Democratic lawmakers on Tuesday reiterated their belief that the Senate impeachment trial of President Donald Trump is a "rigged" process after Republicans unanimously rejected calls for more evidence and witnesses on the president's alleged attempt to bribe the Ukrainian government last year.

Senate Democrats called for the release of documents from the Department of Defense and Office of Management and Budget pertaining to correspondence in which a budget official wrote there was "clear direction from POTUS to continue to hold" military aid from Ukraine. They also sought records from the State Department and the White House and attempted to compel the testimonies of White House Chief of Staff Mick Mulvaney and former National Security Adviser John Bolton. Bolton has said he's open to testifying and has signaled he may have information pertinent to the trial.

The Senate voted 53-47 along party lines to reject amendments aimed at bringing more information and witnesses to the Senate floor.

"What are Republicans afraid of?" asked Sen. Bernie Sanders (I-Vt.) in a tweet, noting that Senate Majority Leader Mitch McConnell (R-Ky.) has stated explicitly that the GOP is consulting with the White House on the trial--the equivalent of jurors coordinating with a defendant.

Sen.
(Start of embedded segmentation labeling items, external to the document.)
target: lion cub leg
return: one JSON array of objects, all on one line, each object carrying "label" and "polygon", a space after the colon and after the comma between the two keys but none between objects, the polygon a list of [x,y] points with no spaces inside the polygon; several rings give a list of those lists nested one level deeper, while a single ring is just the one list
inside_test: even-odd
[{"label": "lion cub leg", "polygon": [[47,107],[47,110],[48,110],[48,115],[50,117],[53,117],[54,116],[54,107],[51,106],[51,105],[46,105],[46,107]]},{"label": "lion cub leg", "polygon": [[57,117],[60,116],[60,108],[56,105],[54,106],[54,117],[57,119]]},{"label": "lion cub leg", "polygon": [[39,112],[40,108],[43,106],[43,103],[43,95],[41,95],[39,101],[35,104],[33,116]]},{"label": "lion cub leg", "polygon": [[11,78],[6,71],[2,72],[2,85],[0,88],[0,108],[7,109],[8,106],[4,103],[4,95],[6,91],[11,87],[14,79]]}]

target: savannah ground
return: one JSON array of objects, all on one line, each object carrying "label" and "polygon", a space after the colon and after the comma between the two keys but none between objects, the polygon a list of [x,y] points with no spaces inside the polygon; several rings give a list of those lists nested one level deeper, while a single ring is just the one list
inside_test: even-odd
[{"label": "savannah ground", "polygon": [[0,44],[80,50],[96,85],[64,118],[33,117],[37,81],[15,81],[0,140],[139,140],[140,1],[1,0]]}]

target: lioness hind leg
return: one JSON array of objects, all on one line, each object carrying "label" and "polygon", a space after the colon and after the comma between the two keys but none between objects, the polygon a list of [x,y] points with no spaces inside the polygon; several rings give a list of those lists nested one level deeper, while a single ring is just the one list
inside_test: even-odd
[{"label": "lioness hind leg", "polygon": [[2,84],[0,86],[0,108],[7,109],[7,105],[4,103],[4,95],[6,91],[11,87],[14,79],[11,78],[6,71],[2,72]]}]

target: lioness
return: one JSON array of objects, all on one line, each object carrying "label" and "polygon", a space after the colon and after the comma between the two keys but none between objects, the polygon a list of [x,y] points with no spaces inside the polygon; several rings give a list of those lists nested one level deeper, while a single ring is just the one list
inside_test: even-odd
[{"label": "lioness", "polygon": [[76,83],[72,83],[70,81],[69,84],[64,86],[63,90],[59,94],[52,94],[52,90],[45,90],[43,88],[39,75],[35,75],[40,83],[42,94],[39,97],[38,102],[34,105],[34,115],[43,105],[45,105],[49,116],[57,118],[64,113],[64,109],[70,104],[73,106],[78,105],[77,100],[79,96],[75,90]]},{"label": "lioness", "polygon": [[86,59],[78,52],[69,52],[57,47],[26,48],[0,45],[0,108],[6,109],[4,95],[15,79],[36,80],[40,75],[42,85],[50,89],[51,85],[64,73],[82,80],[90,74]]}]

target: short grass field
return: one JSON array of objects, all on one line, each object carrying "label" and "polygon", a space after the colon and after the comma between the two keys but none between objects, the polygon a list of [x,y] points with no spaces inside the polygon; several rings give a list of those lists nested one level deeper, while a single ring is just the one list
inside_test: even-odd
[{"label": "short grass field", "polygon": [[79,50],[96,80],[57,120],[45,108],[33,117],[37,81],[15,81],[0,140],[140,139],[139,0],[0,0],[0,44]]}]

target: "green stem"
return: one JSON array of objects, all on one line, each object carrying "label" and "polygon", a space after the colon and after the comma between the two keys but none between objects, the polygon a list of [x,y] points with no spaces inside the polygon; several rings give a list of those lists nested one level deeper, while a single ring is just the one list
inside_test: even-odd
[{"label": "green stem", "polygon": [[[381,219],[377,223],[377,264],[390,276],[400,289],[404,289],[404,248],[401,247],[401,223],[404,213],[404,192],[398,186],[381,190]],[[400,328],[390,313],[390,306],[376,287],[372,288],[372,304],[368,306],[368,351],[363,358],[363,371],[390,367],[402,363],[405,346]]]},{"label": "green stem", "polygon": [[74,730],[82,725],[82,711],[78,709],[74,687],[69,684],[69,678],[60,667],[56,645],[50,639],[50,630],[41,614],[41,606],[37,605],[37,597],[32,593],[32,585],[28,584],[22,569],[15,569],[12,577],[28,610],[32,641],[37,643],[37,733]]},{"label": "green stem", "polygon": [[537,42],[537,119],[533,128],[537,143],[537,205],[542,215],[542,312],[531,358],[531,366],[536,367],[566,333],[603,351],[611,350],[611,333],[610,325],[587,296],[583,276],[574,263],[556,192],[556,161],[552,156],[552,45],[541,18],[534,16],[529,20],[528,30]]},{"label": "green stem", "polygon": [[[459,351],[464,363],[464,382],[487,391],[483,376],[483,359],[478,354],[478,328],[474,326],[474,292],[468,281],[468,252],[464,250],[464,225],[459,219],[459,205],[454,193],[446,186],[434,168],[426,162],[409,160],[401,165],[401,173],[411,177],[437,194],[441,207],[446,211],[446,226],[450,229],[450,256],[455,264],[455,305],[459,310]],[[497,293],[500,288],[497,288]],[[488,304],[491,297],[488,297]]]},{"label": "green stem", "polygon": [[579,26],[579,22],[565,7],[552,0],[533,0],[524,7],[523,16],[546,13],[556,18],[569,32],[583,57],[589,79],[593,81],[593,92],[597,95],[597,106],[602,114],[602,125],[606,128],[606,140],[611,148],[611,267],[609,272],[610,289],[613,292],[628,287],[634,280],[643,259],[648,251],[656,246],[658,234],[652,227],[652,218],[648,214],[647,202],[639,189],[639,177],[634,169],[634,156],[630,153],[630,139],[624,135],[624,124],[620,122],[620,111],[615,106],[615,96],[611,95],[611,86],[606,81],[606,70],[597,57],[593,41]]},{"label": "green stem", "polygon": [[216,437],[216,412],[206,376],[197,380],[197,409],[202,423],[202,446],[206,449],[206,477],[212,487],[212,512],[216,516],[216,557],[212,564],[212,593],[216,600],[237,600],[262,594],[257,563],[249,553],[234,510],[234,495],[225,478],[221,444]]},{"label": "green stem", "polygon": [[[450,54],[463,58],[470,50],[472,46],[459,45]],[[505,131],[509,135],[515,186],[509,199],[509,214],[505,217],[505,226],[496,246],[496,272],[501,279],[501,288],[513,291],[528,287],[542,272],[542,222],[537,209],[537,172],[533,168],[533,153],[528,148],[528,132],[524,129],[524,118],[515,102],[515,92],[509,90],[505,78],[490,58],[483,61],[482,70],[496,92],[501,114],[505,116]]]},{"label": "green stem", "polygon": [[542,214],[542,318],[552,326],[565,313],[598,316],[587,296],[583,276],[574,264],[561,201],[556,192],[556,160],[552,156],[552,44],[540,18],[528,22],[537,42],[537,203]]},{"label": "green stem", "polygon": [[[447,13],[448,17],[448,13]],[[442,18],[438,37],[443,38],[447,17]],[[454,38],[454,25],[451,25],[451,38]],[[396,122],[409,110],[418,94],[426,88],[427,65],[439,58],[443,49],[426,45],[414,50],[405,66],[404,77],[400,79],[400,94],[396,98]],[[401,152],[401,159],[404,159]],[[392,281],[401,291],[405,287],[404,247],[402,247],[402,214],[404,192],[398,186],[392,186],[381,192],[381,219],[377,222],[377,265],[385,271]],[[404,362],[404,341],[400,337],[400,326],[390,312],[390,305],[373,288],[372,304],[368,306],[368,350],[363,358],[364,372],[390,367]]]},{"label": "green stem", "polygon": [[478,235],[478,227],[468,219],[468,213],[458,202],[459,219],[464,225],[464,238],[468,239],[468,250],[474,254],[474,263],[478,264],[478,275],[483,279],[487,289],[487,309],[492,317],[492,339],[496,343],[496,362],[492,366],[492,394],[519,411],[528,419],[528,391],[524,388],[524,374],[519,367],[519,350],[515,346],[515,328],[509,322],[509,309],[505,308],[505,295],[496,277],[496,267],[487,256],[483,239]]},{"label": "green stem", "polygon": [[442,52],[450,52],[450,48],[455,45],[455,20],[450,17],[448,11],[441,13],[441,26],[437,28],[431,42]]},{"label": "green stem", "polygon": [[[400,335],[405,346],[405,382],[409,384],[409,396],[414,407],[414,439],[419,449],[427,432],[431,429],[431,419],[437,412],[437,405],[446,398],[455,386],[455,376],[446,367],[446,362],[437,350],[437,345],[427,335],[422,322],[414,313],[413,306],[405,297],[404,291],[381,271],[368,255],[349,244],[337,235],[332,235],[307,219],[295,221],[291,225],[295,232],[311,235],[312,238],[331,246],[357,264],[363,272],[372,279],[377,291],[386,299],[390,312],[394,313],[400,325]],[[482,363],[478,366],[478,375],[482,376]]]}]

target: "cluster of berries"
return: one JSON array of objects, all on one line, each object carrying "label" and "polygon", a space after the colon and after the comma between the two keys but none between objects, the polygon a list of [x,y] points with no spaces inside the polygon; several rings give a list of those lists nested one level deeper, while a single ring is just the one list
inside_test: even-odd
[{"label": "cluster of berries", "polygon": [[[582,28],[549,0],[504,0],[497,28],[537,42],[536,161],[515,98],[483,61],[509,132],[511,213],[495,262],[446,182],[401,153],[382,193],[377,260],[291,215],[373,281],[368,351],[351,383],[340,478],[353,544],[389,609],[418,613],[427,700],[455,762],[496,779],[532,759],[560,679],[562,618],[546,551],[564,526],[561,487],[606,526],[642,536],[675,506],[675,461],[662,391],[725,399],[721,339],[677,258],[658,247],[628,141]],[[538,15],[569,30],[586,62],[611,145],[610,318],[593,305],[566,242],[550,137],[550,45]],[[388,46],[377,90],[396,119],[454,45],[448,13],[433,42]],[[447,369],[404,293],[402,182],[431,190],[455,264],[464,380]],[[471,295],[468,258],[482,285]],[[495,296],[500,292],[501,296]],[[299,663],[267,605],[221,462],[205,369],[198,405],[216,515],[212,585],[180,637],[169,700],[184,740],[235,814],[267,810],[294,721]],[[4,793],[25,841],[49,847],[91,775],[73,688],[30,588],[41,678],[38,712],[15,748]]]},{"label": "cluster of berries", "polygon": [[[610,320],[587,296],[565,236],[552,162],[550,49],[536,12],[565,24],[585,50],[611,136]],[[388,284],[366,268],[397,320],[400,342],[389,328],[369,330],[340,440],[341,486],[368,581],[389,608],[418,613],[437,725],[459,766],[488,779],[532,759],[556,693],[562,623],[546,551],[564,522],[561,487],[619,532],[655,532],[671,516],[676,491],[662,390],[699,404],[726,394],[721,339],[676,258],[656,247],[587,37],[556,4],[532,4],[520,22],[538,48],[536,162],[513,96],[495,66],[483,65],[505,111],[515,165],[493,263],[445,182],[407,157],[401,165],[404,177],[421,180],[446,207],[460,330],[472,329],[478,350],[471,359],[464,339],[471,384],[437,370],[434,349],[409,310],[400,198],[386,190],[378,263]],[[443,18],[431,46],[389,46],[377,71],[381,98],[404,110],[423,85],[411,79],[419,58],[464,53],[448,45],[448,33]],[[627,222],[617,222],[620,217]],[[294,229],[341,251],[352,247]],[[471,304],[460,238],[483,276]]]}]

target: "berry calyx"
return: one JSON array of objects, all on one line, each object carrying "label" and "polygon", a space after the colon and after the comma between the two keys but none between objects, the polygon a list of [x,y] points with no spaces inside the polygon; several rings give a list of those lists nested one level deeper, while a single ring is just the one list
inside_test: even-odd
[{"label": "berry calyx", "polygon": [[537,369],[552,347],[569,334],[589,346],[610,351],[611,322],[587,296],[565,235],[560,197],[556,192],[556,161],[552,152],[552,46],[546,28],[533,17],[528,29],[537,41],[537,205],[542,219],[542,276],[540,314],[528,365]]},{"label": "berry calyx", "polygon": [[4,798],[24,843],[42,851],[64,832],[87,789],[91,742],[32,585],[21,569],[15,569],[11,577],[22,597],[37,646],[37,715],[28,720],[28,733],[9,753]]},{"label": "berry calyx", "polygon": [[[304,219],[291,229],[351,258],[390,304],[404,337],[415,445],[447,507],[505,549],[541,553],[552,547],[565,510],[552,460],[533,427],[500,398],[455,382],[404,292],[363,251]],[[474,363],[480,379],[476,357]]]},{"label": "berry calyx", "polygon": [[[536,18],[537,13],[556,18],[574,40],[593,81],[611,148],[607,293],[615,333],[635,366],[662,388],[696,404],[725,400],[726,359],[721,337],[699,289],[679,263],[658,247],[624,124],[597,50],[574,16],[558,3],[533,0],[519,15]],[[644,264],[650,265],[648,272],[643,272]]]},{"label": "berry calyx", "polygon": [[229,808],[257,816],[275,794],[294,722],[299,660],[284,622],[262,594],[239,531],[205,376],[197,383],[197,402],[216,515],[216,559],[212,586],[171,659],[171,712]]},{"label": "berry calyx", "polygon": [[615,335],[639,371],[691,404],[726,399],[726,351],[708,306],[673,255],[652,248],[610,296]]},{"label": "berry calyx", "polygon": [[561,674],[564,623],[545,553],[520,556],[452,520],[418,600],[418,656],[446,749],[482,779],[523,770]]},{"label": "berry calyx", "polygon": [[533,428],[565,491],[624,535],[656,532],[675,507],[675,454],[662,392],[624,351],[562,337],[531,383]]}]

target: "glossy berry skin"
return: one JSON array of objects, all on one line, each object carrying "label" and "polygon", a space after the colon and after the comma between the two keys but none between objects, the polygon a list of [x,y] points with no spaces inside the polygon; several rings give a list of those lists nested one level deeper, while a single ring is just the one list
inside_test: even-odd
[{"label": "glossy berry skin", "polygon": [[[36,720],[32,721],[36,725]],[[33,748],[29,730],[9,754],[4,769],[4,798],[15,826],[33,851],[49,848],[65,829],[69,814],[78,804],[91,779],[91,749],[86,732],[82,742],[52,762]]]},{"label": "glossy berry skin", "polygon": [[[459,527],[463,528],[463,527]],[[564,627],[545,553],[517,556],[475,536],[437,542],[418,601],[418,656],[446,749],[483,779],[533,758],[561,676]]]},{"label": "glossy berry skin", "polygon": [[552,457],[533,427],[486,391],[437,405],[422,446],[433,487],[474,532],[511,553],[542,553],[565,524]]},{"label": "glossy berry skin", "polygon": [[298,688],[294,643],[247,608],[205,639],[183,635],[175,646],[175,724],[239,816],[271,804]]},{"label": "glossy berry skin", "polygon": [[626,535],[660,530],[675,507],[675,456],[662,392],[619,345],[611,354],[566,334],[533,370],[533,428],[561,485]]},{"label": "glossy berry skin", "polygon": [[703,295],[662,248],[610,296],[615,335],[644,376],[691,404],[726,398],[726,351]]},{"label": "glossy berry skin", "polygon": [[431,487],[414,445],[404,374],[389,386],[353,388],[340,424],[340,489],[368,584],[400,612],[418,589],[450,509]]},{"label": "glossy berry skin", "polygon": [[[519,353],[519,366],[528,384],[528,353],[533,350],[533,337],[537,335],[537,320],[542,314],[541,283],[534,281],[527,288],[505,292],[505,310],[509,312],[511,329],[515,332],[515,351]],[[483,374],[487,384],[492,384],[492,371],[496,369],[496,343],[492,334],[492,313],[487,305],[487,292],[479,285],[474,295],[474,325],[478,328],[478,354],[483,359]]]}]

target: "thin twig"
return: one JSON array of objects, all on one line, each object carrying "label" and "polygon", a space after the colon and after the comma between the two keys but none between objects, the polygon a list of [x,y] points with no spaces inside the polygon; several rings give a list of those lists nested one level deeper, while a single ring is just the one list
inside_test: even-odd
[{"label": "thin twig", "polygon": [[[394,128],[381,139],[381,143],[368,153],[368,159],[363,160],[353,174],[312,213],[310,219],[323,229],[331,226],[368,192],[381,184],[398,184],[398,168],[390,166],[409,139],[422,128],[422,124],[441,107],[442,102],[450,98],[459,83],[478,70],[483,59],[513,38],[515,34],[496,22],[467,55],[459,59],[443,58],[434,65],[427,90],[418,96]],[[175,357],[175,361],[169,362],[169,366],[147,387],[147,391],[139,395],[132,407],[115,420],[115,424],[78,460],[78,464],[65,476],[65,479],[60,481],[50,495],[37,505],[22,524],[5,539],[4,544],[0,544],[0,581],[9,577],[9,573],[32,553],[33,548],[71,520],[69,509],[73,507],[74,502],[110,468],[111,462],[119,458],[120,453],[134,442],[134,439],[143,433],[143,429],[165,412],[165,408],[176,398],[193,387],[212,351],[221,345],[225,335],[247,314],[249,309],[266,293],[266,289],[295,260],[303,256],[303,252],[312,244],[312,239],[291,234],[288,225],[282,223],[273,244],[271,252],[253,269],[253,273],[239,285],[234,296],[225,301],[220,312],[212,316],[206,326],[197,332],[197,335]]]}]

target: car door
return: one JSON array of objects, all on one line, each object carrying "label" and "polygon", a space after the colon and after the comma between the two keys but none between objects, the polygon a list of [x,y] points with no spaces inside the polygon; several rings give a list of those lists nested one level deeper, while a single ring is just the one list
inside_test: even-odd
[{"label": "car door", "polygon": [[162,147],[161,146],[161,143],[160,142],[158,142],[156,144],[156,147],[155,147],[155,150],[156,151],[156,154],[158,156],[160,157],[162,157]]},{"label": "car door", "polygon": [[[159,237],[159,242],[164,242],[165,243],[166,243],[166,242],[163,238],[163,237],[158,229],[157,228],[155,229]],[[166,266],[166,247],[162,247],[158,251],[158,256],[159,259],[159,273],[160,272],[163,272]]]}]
Elizabeth Warren (D-Mass.) added in the early morning hours of Wednesday that Republicans are overseeing a "rigged" impeachment trial "designed to protect President Trump."

The Senate also rejected a measure to allow more time to respond to any motions during the trial, with only Sen. Susan Collins (R-Maine) voting with Democrats.

Under the Senate rules put forward by McConnell and adopted in another party-line vote, the House managers overseeing the Democrats' case and Trump's legal team will each have 24 hours to argue their cases regarding impeachment. Senators will then have 16 hours to ask questions before the Senate again considers the possibility of subpoenaing more witnesses or documents.

Rep. Jerrold Nadler (D-N.Y.), a House manager and the chairman of the House Judiciary Committee, accused the Republicans of aiding in a "coverup" after they voted down the measure to subpoena Bolton, leading White House Counsel Pat Cipollone to respond that Nadler wasn't "in charge here."

Chief Justice John Roberts admonished both men, asking them to use language "conducive to civil discourse" and reminding them they were "addressing the world's greatest deliberative body."

The admonishment drew skepticism from Rep. Ro Khanna (D-Calif.).

"Is there any American who agrees with Chief Justice Roberts that the Senate is the 'greatest deliberative body' after the string of 47-53 party line votes?" wondered Khanna

The House managers and Trump's lawyers will begin arguing their cases Wednesday afternoon.